Mannheim. Herr Hormuth, Sie fahren das „Projekt Hormuth“ wieder hoch - heißt es auf Ihrer Homepage. Hat der Lockdown in Ihrer Wahlheimat Heppenheim länger gedauert?
Frederic Hormuth: Ja, bis letzte Woche, man hatte uns wohl vergessen. Nein: Auftritte und Publikum gibt es schon länger wieder. Dennoch waren die letzten drei Jahre eine Zäsur. Allein bei den Vorlaufzeiten für meine Tourneepläne zieht es sich, den alten Schwung wieder reinzubekommen. Die Zeit war auch familiär sehr herausfordernd. Bis ich gedanklich wieder bereit war für ein neues Programm, das hat gedauert. Ich musste erst wieder festen Boden unter den Füßen haben, um mich auf die nötige kabarettistische Betriebstemperatur zu bringen. Denn Kabarett ist natürlich ein Luxusproblem.

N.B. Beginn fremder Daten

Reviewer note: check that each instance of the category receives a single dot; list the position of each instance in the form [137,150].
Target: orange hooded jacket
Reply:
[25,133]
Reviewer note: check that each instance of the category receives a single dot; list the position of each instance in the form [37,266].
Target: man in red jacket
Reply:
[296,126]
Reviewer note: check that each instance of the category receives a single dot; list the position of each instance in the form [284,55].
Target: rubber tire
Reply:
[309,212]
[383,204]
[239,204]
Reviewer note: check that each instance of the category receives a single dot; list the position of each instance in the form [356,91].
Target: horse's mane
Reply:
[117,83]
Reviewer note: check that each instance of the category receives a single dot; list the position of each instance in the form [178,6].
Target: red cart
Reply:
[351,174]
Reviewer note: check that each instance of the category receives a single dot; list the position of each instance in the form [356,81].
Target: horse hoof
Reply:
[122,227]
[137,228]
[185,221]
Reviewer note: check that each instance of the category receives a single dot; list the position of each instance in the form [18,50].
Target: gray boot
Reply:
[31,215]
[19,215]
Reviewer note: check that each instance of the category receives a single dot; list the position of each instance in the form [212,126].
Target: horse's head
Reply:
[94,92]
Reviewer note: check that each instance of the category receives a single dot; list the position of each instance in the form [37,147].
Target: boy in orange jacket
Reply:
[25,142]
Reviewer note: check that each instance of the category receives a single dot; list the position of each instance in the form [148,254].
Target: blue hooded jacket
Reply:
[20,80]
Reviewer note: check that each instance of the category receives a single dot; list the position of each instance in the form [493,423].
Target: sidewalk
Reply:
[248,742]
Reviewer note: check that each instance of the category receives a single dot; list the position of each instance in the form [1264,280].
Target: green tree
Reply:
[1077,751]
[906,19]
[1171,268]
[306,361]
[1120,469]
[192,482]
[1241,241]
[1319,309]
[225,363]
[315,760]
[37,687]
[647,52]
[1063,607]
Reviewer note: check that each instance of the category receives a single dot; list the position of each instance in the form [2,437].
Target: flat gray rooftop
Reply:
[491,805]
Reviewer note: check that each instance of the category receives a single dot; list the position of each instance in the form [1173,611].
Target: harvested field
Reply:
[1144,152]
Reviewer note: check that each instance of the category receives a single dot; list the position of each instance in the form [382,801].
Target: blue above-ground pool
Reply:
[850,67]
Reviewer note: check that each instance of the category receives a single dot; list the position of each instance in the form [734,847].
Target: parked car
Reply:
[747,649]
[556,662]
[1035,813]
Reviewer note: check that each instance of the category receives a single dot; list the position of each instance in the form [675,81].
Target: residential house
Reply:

Als Erstes erscheint am 6. September ihr zweites Musikalbum „War was?“ mit zwölf Songs. Der Titelsong soll gleich zu Beginn schocken, oder?
Hormuth: Da sind Sie aber leicht zu erschüttern! Das ist doch nur eine kleine, beschwingt sarkastische Geisterbahn, oder?
Das Lied ist eine Art kabarettistische Dystopie. Die Zeilen „Björn Höcke ist jetzt Kanzler. Und er macht das gar nicht schlecht“, mit seiner Gattin Sara Höcke-Wagenknecht als Vize, lassen zumindest aufhorchen. Geht Ihnen das leicht über die Lippen?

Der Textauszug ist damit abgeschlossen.